5.5.2 Nieuwvestiging dienstverlening
Het bevoegd gezag kan bij een omgevingsvergunning afwijken van het bepaalde in lid 5.4.6 om nieuwvestiging van dienstverlening toe te staan, met dien verstande dat:
-
a. er door toepassing van deze bevoegdheid niet meer dan 2 dienstverleningvestigingen aaneengesloten gevestigd zijn;
-
b. er door toepassing van deze bevoegdheid geen combinatie ontstaat van meer dan 3 horeca- en/of dienstverleningvestigingen aaneengesloten;
-
c. er door toepassing van deze bevoegdheid geen solitaire detailhandelsvestigingen ontstaan;
-
d. hierbij onderbouwd wordt dat met nieuwvestiging van de functie dienstverlening geen onevenredige afbreuk wordt gedaan aan het bestaande woonkarakter.
5.5.3 Nieuwvestiging horeca
Het bevoegd gezag kan bij een omgevingsvergunning afwijken van het bepaalde in lid 5.4.6 om nieuwvestiging van horeca toe te staan, met dien verstande dat:
-
a. er door toepassing van deze bevoegdheid niet meer dan 3 horecavestigingen aaneengesloten gevestigd zijn;
-
b. er door toepassing van deze bevoegdheid geen combinatie ontstaat van meer dan 3 horeca- en/of dienstverleningvestigingen aaneengesloten;
-
c. er door toepassing van deze bevoegdheid geen solitaire detailhandelsvestigingen ontstaan;
-
d. hierbij onderbouwd wordt dat met nieuwvestiging van de functie horeca geen onevenredige afbreuk wordt gedaan aan het bestaande woonkarakter.
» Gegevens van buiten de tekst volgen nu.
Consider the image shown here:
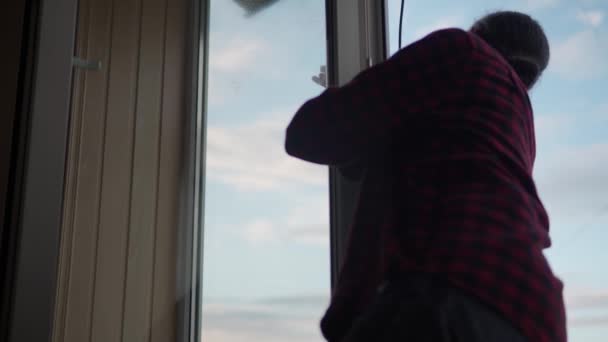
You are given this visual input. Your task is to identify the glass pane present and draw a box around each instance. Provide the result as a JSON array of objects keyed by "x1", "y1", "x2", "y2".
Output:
[
  {"x1": 389, "y1": 0, "x2": 608, "y2": 342},
  {"x1": 202, "y1": 0, "x2": 330, "y2": 342}
]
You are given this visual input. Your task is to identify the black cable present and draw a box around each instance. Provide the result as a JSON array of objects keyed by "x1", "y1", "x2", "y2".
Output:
[{"x1": 399, "y1": 0, "x2": 405, "y2": 49}]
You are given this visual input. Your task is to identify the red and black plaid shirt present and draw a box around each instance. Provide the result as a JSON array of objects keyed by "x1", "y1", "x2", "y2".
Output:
[{"x1": 286, "y1": 28, "x2": 566, "y2": 342}]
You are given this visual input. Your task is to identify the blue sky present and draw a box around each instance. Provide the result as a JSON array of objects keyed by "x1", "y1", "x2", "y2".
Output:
[{"x1": 203, "y1": 0, "x2": 608, "y2": 342}]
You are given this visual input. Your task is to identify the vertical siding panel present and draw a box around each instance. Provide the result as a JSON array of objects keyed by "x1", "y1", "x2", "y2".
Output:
[
  {"x1": 151, "y1": 0, "x2": 189, "y2": 342},
  {"x1": 122, "y1": 0, "x2": 165, "y2": 342},
  {"x1": 52, "y1": 0, "x2": 90, "y2": 342},
  {"x1": 56, "y1": 0, "x2": 112, "y2": 342},
  {"x1": 91, "y1": 0, "x2": 140, "y2": 342}
]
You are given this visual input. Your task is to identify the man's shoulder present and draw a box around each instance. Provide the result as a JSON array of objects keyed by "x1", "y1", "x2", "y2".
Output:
[{"x1": 422, "y1": 27, "x2": 477, "y2": 51}]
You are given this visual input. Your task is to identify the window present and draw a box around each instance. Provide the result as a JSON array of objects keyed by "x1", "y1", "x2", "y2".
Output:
[
  {"x1": 201, "y1": 0, "x2": 330, "y2": 342},
  {"x1": 389, "y1": 0, "x2": 608, "y2": 342}
]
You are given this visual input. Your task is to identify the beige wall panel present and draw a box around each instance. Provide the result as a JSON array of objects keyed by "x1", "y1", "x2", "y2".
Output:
[
  {"x1": 55, "y1": 0, "x2": 112, "y2": 342},
  {"x1": 92, "y1": 0, "x2": 141, "y2": 342},
  {"x1": 53, "y1": 0, "x2": 190, "y2": 342},
  {"x1": 151, "y1": 0, "x2": 189, "y2": 342},
  {"x1": 123, "y1": 0, "x2": 167, "y2": 342}
]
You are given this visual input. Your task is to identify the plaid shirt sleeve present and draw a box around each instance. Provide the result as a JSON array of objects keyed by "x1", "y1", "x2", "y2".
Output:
[{"x1": 285, "y1": 29, "x2": 473, "y2": 166}]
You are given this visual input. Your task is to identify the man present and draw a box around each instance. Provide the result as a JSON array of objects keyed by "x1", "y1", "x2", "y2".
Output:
[{"x1": 285, "y1": 11, "x2": 566, "y2": 342}]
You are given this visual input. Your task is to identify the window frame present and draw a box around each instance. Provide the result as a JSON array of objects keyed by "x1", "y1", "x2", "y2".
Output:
[{"x1": 326, "y1": 0, "x2": 390, "y2": 289}]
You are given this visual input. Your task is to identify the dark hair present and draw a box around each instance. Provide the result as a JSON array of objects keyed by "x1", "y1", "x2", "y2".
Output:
[{"x1": 471, "y1": 11, "x2": 550, "y2": 89}]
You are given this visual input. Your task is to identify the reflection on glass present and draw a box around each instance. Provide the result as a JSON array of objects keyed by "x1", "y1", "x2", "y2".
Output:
[
  {"x1": 202, "y1": 0, "x2": 330, "y2": 342},
  {"x1": 389, "y1": 0, "x2": 608, "y2": 342}
]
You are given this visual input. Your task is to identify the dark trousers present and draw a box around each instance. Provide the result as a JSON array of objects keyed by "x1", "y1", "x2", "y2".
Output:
[{"x1": 342, "y1": 275, "x2": 526, "y2": 342}]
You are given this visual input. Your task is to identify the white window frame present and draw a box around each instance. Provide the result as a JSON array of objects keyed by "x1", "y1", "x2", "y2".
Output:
[{"x1": 326, "y1": 0, "x2": 389, "y2": 288}]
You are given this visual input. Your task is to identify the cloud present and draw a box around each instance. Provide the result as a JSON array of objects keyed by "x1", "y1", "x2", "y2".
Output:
[
  {"x1": 576, "y1": 10, "x2": 604, "y2": 27},
  {"x1": 209, "y1": 37, "x2": 270, "y2": 73},
  {"x1": 565, "y1": 288, "x2": 608, "y2": 310},
  {"x1": 202, "y1": 296, "x2": 328, "y2": 342},
  {"x1": 238, "y1": 193, "x2": 329, "y2": 247},
  {"x1": 243, "y1": 220, "x2": 277, "y2": 244},
  {"x1": 414, "y1": 15, "x2": 466, "y2": 40},
  {"x1": 534, "y1": 114, "x2": 575, "y2": 145},
  {"x1": 521, "y1": 0, "x2": 560, "y2": 11},
  {"x1": 207, "y1": 110, "x2": 328, "y2": 191},
  {"x1": 548, "y1": 30, "x2": 608, "y2": 80},
  {"x1": 535, "y1": 142, "x2": 608, "y2": 221}
]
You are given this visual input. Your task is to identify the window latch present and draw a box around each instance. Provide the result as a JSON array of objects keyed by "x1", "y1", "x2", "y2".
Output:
[
  {"x1": 72, "y1": 57, "x2": 101, "y2": 71},
  {"x1": 312, "y1": 65, "x2": 327, "y2": 88}
]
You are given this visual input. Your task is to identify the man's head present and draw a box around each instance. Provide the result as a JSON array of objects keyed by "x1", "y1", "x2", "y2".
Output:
[{"x1": 470, "y1": 11, "x2": 550, "y2": 89}]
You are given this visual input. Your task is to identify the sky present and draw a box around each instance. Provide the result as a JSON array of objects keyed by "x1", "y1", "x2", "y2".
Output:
[{"x1": 202, "y1": 0, "x2": 608, "y2": 342}]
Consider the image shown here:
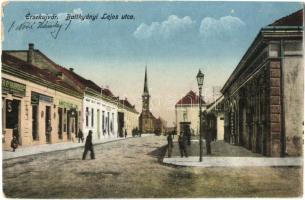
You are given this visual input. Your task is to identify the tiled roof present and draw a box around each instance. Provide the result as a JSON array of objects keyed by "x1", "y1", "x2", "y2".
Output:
[
  {"x1": 6, "y1": 49, "x2": 101, "y2": 93},
  {"x1": 269, "y1": 9, "x2": 303, "y2": 26},
  {"x1": 2, "y1": 51, "x2": 76, "y2": 91},
  {"x1": 120, "y1": 99, "x2": 134, "y2": 108},
  {"x1": 176, "y1": 90, "x2": 205, "y2": 106},
  {"x1": 101, "y1": 88, "x2": 116, "y2": 98}
]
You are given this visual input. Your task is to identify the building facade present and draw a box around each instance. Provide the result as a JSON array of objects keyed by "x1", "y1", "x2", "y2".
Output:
[
  {"x1": 1, "y1": 52, "x2": 82, "y2": 149},
  {"x1": 175, "y1": 91, "x2": 206, "y2": 135},
  {"x1": 139, "y1": 68, "x2": 156, "y2": 133},
  {"x1": 119, "y1": 98, "x2": 139, "y2": 136},
  {"x1": 206, "y1": 96, "x2": 224, "y2": 140},
  {"x1": 221, "y1": 10, "x2": 304, "y2": 157},
  {"x1": 5, "y1": 43, "x2": 136, "y2": 145}
]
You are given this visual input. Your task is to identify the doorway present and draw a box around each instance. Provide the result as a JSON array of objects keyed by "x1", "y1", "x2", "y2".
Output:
[
  {"x1": 45, "y1": 106, "x2": 52, "y2": 144},
  {"x1": 58, "y1": 108, "x2": 63, "y2": 140},
  {"x1": 32, "y1": 105, "x2": 39, "y2": 140},
  {"x1": 96, "y1": 109, "x2": 101, "y2": 139}
]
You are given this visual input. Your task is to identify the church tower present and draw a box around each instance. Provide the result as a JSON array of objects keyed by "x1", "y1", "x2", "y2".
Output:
[
  {"x1": 142, "y1": 67, "x2": 150, "y2": 112},
  {"x1": 139, "y1": 67, "x2": 156, "y2": 133}
]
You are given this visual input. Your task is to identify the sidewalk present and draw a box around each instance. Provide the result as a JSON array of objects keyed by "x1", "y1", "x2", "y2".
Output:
[
  {"x1": 163, "y1": 140, "x2": 303, "y2": 167},
  {"x1": 2, "y1": 136, "x2": 132, "y2": 160},
  {"x1": 163, "y1": 156, "x2": 303, "y2": 167}
]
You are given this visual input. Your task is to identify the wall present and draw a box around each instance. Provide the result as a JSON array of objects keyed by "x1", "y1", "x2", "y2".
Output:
[
  {"x1": 283, "y1": 41, "x2": 304, "y2": 156},
  {"x1": 217, "y1": 113, "x2": 224, "y2": 140},
  {"x1": 175, "y1": 105, "x2": 206, "y2": 135},
  {"x1": 2, "y1": 73, "x2": 82, "y2": 147}
]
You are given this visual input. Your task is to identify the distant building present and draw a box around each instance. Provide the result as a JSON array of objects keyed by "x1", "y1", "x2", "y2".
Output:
[
  {"x1": 118, "y1": 98, "x2": 139, "y2": 137},
  {"x1": 206, "y1": 96, "x2": 224, "y2": 140},
  {"x1": 139, "y1": 68, "x2": 156, "y2": 133},
  {"x1": 155, "y1": 117, "x2": 166, "y2": 135},
  {"x1": 3, "y1": 43, "x2": 138, "y2": 143},
  {"x1": 175, "y1": 91, "x2": 206, "y2": 135},
  {"x1": 221, "y1": 10, "x2": 304, "y2": 156},
  {"x1": 1, "y1": 51, "x2": 83, "y2": 149}
]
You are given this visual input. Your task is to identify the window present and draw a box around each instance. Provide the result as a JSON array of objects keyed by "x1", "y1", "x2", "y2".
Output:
[
  {"x1": 86, "y1": 107, "x2": 89, "y2": 127},
  {"x1": 91, "y1": 108, "x2": 94, "y2": 127},
  {"x1": 64, "y1": 108, "x2": 67, "y2": 132},
  {"x1": 5, "y1": 100, "x2": 20, "y2": 129},
  {"x1": 102, "y1": 111, "x2": 105, "y2": 135},
  {"x1": 32, "y1": 105, "x2": 39, "y2": 140}
]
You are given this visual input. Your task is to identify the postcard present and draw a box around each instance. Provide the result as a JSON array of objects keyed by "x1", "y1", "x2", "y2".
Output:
[{"x1": 1, "y1": 1, "x2": 304, "y2": 199}]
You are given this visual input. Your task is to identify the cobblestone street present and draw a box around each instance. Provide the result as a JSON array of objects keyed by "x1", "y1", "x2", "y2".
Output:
[{"x1": 3, "y1": 136, "x2": 303, "y2": 198}]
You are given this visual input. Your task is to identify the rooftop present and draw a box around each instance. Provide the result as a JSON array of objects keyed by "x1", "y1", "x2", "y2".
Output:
[{"x1": 176, "y1": 90, "x2": 205, "y2": 106}]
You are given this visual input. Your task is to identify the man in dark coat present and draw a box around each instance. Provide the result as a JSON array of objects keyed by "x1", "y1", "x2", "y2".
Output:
[
  {"x1": 178, "y1": 135, "x2": 188, "y2": 158},
  {"x1": 11, "y1": 136, "x2": 18, "y2": 152},
  {"x1": 83, "y1": 130, "x2": 95, "y2": 160},
  {"x1": 13, "y1": 124, "x2": 19, "y2": 144},
  {"x1": 167, "y1": 134, "x2": 174, "y2": 158},
  {"x1": 77, "y1": 129, "x2": 84, "y2": 143}
]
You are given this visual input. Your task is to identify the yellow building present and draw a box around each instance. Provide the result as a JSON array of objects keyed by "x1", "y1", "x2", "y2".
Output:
[
  {"x1": 2, "y1": 52, "x2": 83, "y2": 149},
  {"x1": 175, "y1": 91, "x2": 206, "y2": 135},
  {"x1": 119, "y1": 99, "x2": 139, "y2": 136}
]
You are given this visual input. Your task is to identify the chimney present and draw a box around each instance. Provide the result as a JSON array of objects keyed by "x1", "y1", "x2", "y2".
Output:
[{"x1": 27, "y1": 43, "x2": 34, "y2": 64}]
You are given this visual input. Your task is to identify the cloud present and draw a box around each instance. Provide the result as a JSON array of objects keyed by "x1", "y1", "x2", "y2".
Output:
[
  {"x1": 199, "y1": 16, "x2": 246, "y2": 39},
  {"x1": 133, "y1": 15, "x2": 195, "y2": 39}
]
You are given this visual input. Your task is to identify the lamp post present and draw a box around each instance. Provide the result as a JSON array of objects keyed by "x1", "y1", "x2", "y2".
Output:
[{"x1": 196, "y1": 70, "x2": 204, "y2": 162}]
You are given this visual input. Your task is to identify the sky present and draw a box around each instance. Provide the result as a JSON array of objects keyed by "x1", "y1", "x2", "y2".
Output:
[{"x1": 2, "y1": 1, "x2": 302, "y2": 126}]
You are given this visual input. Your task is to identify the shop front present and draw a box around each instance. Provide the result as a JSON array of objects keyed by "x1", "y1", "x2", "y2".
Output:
[
  {"x1": 2, "y1": 78, "x2": 26, "y2": 148},
  {"x1": 31, "y1": 91, "x2": 55, "y2": 144},
  {"x1": 58, "y1": 100, "x2": 81, "y2": 141}
]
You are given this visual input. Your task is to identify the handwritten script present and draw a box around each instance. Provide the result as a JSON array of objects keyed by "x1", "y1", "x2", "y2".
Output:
[{"x1": 8, "y1": 12, "x2": 135, "y2": 39}]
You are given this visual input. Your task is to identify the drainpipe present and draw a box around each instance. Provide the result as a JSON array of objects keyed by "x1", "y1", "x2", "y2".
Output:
[{"x1": 280, "y1": 40, "x2": 286, "y2": 157}]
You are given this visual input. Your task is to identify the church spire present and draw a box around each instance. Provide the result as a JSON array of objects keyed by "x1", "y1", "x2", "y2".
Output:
[{"x1": 143, "y1": 66, "x2": 149, "y2": 94}]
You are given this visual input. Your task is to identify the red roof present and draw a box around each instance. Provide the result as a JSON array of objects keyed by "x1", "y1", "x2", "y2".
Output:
[
  {"x1": 101, "y1": 88, "x2": 116, "y2": 98},
  {"x1": 176, "y1": 90, "x2": 205, "y2": 106},
  {"x1": 4, "y1": 49, "x2": 101, "y2": 93},
  {"x1": 120, "y1": 99, "x2": 134, "y2": 108},
  {"x1": 2, "y1": 51, "x2": 76, "y2": 91},
  {"x1": 269, "y1": 9, "x2": 303, "y2": 26}
]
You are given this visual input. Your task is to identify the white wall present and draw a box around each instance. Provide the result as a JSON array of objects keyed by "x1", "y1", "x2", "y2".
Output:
[
  {"x1": 83, "y1": 96, "x2": 118, "y2": 140},
  {"x1": 175, "y1": 105, "x2": 206, "y2": 135}
]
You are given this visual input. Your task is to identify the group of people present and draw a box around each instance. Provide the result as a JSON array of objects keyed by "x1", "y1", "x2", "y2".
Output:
[
  {"x1": 11, "y1": 125, "x2": 94, "y2": 160},
  {"x1": 167, "y1": 134, "x2": 191, "y2": 158}
]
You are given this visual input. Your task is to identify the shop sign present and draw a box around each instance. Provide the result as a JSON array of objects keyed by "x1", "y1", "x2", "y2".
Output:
[
  {"x1": 59, "y1": 100, "x2": 78, "y2": 109},
  {"x1": 31, "y1": 92, "x2": 53, "y2": 104},
  {"x1": 2, "y1": 78, "x2": 26, "y2": 96}
]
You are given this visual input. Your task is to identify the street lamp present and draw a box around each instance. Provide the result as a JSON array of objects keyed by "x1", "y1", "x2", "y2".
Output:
[{"x1": 196, "y1": 69, "x2": 204, "y2": 162}]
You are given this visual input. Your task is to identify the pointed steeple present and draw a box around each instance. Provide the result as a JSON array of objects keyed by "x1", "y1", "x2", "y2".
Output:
[{"x1": 143, "y1": 66, "x2": 149, "y2": 94}]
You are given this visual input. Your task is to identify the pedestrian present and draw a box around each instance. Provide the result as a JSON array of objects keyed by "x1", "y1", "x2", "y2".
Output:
[
  {"x1": 46, "y1": 120, "x2": 52, "y2": 143},
  {"x1": 13, "y1": 124, "x2": 19, "y2": 144},
  {"x1": 167, "y1": 134, "x2": 174, "y2": 158},
  {"x1": 77, "y1": 129, "x2": 84, "y2": 143},
  {"x1": 83, "y1": 130, "x2": 95, "y2": 160},
  {"x1": 178, "y1": 135, "x2": 188, "y2": 158},
  {"x1": 11, "y1": 136, "x2": 18, "y2": 152}
]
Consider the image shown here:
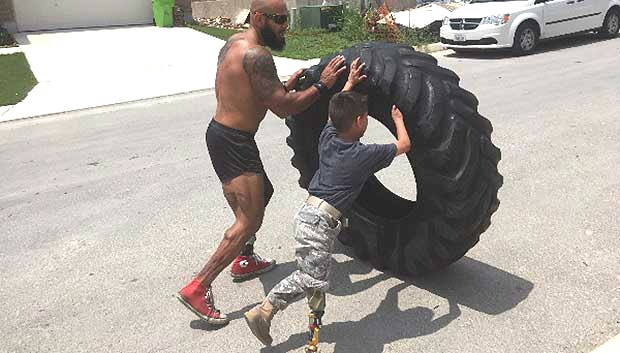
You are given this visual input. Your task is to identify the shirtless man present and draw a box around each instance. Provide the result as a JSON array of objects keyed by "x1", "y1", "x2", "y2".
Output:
[{"x1": 177, "y1": 0, "x2": 346, "y2": 325}]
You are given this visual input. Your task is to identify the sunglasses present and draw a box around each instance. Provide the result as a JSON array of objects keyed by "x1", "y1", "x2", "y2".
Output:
[{"x1": 261, "y1": 12, "x2": 288, "y2": 25}]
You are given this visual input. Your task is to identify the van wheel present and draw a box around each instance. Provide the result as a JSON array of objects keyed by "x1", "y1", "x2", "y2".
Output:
[
  {"x1": 512, "y1": 22, "x2": 538, "y2": 55},
  {"x1": 598, "y1": 8, "x2": 620, "y2": 38},
  {"x1": 286, "y1": 42, "x2": 503, "y2": 275}
]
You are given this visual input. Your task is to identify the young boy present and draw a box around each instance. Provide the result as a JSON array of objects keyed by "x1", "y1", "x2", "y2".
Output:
[{"x1": 244, "y1": 59, "x2": 410, "y2": 352}]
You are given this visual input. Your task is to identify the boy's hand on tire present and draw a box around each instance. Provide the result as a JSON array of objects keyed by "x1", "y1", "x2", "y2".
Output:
[
  {"x1": 320, "y1": 55, "x2": 347, "y2": 88},
  {"x1": 392, "y1": 105, "x2": 403, "y2": 122},
  {"x1": 342, "y1": 58, "x2": 367, "y2": 91}
]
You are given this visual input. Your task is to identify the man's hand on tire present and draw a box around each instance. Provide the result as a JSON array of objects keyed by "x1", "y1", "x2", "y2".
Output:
[
  {"x1": 284, "y1": 69, "x2": 306, "y2": 92},
  {"x1": 342, "y1": 58, "x2": 366, "y2": 91},
  {"x1": 319, "y1": 55, "x2": 347, "y2": 88}
]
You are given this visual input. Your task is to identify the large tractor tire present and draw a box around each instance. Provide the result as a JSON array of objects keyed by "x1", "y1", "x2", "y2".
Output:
[{"x1": 286, "y1": 42, "x2": 503, "y2": 275}]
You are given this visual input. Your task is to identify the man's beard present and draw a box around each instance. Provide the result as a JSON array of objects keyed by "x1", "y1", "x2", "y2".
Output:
[{"x1": 260, "y1": 26, "x2": 286, "y2": 51}]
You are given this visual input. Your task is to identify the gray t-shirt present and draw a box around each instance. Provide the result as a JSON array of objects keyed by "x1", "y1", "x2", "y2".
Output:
[{"x1": 308, "y1": 121, "x2": 396, "y2": 213}]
5.6 Omgevingsvergunning voor het uitvoeren van een werk, geen bouwwerk zijnde, of van werkzaamheden
5.6.1 Verbod
Het is verboden op gronden buiten het bouwvlak zonder of in afwijking van een omgevingsvergunning voor het uitvoeren van een werk, geen bouwwerk zijnde, of van werkzaamheden de volgende werken of werkzaamheden uit te voeren:
-
a. het aanbrengen van oppervlakteverhardingen.
5.6.2 Uitzondering verbod
Het verbod als bedoeld in lid 5.6.1 is niet van toepassing op werken of werkzaamheden die:
-
a. betrekking hebben op normaal onderhoud en beheer;
-
b. reeds in uitvoering zijn op het tijdstip van het van kracht worden van het plan;
-
c. reeds mogen worden uitgevoerd krachtens een verleende omgevingsvergunning voor het uitvoeren van een werk, geen bouwwerk zijnde, of van werkzaamheden;
-
d. noodzakelijk zijn in het kader van de Wet bodembescherming;
-
e. bestaan uit het aanleggen of verharden van paden;
-
f. bestaan uit het aanleggen of verharden van een terras of vergelijkbare voorziening met een oppervlakte die niet meer bedraagt dan 40% van de bij het hoofdgebouw behorende achtererf met een maximum van 30 m², met dien verstande dat in ieder geval 20 m² mag worden gerealiseerd.
5.6.3 Voorwaarden afwijken
Het bevoegd gezag kan bij omgevingsvergunning afwijken van het verbod als bedoeld in lid 5.6.1, waarbij geldt dat:
-
a. op basis van geohydrologisch onderzoek is aangetoond dat de waterhuishouding niet onevenredig wordt geschaad;
-
b. aan de omgevingsvergunning voorschriften kunnen worden verbonden in verband met het beschermen van de waterhuishoudkundige belangen.